Approval rating itu akhirnya membuat orang ragu, dan menilai bahwa pemerintah anti kritik dan sebagainya,” kata Radius.

Lebih lanjut, Radius melihat secara gramatikal #KaburAjaDulu tidaklah permanen.

“Mungkin merasa ketidakpastian kondisi sehingga ingin pindah dulu, ketika suasana membaik dia akan kembali. Bukan pindah permanen. Itu mewakili keresahan publik terutama Gen Z,” tambahnya.

Yang jadi PR pemerintah saat ini adalah soal komunikasi publik. Tidak seharusnya bentuk ekspresi generasi muda ditanggapi sinis dan antagonis.

Pemerintah Harus Bisa Jelaskan dengan Baik

Menurut Radius, kabinet yang masih panjang ini harus mendengarkan masukan-masukan anak muda, serta perlu melakukan perbaikan-perbaikan.

“Bisa jadi menggemanya tagar #KaburAjaDulu bentuk kegagalan pemerintah dalam menjelaskan terkait efisiensi,” kata Radius.

“Padahal efisiensi ini banyak dilakukan di banyak negara. Bagaimana efisiensi itu ketika dijelaskan ke publik harus ada rasionalisasi yang kuat,” ujarnya.

Pemerintah pun harus bisa menjelaskan soal logika efisiensi, serta keuntungan yang bisa dirasakan.

Selain itu, pemerintah juga harus bisa membuktikan efisiensi ini relevan dengan perkembangan peningkatan produktivitas masyarakat, serta wujud dan program dari efisiensi itu sendiri.

Baca Juga: Susah Dapat Kerja Makin Dikeluhkan Warganet di Medsos

“Misal terlalu banyak perjalanan dinas, berarti bagaimana pola yang baru? Saya kira masyarakat kita akan menerima ketika pemerintah meyakinkan publik,” ujar Radius.

“Yang menjadi masalah pemerintah memberikan komunikasi yang sifatnya antagonis,” ia menambahkan.

Radius malah mengapresiasi pernyataan Wakil Menteri Pelindungan Pekerja Migran Indonesia Dzulfikar Ahmad Tawalla yang melihat tagar ini sebagai bentuk ekspresi anak muda dalam melihat realitas sosial, dan tidak boleh ditanggapi negatif.

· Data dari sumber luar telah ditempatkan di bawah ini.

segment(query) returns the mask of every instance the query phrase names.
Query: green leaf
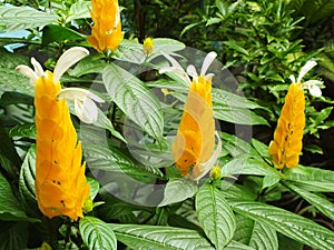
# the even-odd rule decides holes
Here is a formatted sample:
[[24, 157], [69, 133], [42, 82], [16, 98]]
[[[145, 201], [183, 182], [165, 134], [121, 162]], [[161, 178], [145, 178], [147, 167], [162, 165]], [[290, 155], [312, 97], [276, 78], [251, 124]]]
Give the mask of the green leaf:
[[325, 109], [322, 109], [322, 111], [317, 112], [317, 116], [315, 118], [315, 123], [320, 124], [324, 120], [326, 120], [328, 118], [328, 116], [331, 114], [332, 110], [333, 110], [333, 107], [327, 107]]
[[101, 192], [104, 192], [100, 196], [105, 201], [105, 204], [98, 209], [98, 213], [107, 221], [130, 217], [134, 222], [138, 222], [138, 219], [135, 216], [137, 211], [154, 211], [154, 208], [128, 203], [121, 199], [110, 196], [109, 193], [105, 193], [105, 190], [101, 190]]
[[159, 203], [159, 207], [177, 203], [191, 198], [195, 196], [198, 187], [196, 182], [190, 179], [170, 179], [166, 184], [164, 200]]
[[108, 223], [94, 217], [84, 217], [79, 222], [79, 230], [88, 249], [117, 249], [116, 236]]
[[236, 212], [316, 249], [334, 248], [334, 232], [314, 221], [281, 208], [256, 201], [229, 200]]
[[0, 220], [4, 221], [38, 221], [28, 218], [19, 201], [11, 191], [10, 184], [0, 173]]
[[185, 49], [186, 46], [177, 40], [170, 38], [155, 38], [154, 39], [154, 53], [164, 51], [165, 53], [171, 53]]
[[276, 250], [278, 241], [276, 231], [266, 223], [254, 221], [244, 216], [237, 216], [237, 230], [234, 240], [256, 250]]
[[9, 137], [23, 137], [29, 139], [36, 139], [36, 124], [24, 123], [18, 124], [8, 131]]
[[235, 216], [222, 194], [214, 186], [203, 186], [196, 194], [196, 213], [205, 234], [216, 249], [232, 240], [236, 229]]
[[224, 250], [255, 250], [254, 248], [250, 248], [246, 244], [243, 244], [238, 241], [232, 240]]
[[303, 250], [304, 244], [282, 233], [277, 233], [279, 250]]
[[267, 164], [261, 158], [250, 158], [249, 156], [240, 154], [222, 168], [222, 174], [254, 174], [254, 176], [273, 176], [276, 179], [281, 178], [281, 173], [272, 166]]
[[91, 200], [94, 200], [94, 198], [98, 194], [98, 192], [100, 190], [100, 184], [94, 178], [87, 178], [87, 181], [90, 186], [90, 198], [91, 198]]
[[136, 250], [214, 250], [197, 231], [161, 226], [111, 224], [117, 240]]
[[58, 16], [56, 14], [27, 7], [0, 7], [0, 23], [4, 26], [7, 31], [37, 28], [49, 24], [57, 19]]
[[262, 189], [273, 187], [274, 184], [276, 184], [279, 181], [281, 181], [279, 176], [265, 176], [263, 178]]
[[13, 142], [3, 129], [2, 121], [0, 120], [0, 166], [12, 177], [16, 177], [16, 169], [13, 166], [21, 164], [20, 157], [17, 153]]
[[69, 17], [66, 19], [66, 22], [81, 18], [90, 18], [89, 9], [91, 9], [90, 1], [79, 0], [75, 2], [69, 9]]
[[159, 169], [141, 164], [117, 148], [85, 143], [84, 153], [88, 167], [91, 169], [118, 172], [131, 177], [161, 177]]
[[252, 109], [261, 109], [262, 107], [245, 97], [213, 88], [213, 103], [216, 119], [237, 124], [268, 126], [264, 118], [252, 111]]
[[79, 78], [88, 73], [102, 73], [106, 66], [107, 63], [100, 60], [99, 54], [89, 54], [80, 60], [73, 69], [69, 70], [69, 74]]
[[310, 192], [307, 190], [301, 189], [289, 182], [284, 182], [291, 190], [296, 192], [298, 196], [303, 197], [308, 203], [314, 206], [317, 210], [320, 210], [323, 214], [328, 217], [334, 221], [334, 203], [328, 201], [325, 198], [320, 197], [316, 193]]
[[235, 107], [235, 108], [262, 109], [261, 106], [258, 106], [253, 101], [247, 100], [243, 96], [238, 96], [217, 88], [213, 88], [213, 102], [227, 106], [227, 107]]
[[284, 173], [286, 180], [314, 192], [334, 192], [334, 172], [325, 169], [298, 166]]
[[52, 42], [85, 39], [86, 36], [62, 26], [48, 24], [42, 29], [42, 46], [48, 46]]
[[252, 138], [252, 146], [258, 152], [258, 154], [263, 158], [269, 158], [268, 147], [259, 140]]
[[28, 223], [1, 222], [0, 250], [26, 249], [28, 243]]
[[268, 126], [268, 122], [263, 117], [257, 116], [255, 112], [248, 109], [214, 104], [214, 114], [216, 119], [230, 123]]
[[112, 58], [136, 64], [141, 64], [146, 59], [143, 51], [143, 44], [126, 39], [124, 39], [117, 50], [114, 51]]
[[104, 70], [102, 79], [117, 106], [144, 131], [159, 141], [163, 137], [164, 117], [157, 98], [138, 78], [116, 64]]
[[245, 56], [249, 56], [248, 51], [245, 50], [243, 47], [239, 47], [238, 44], [236, 44], [235, 41], [224, 41], [223, 43], [237, 52], [240, 52]]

Seharusnya, ini bisa jadi momentum untuk memberikan pemahaman bahwa bekerja di luar negeri bisa dilakukan dengan jalur yang aman, terlindungi, dan terjamin.

Menurut Dzulfikar, hal ini bukan sekadar “kabur” tapi mempersiapkan diri dengan bekal yang cukup agar sukses di negeri orang.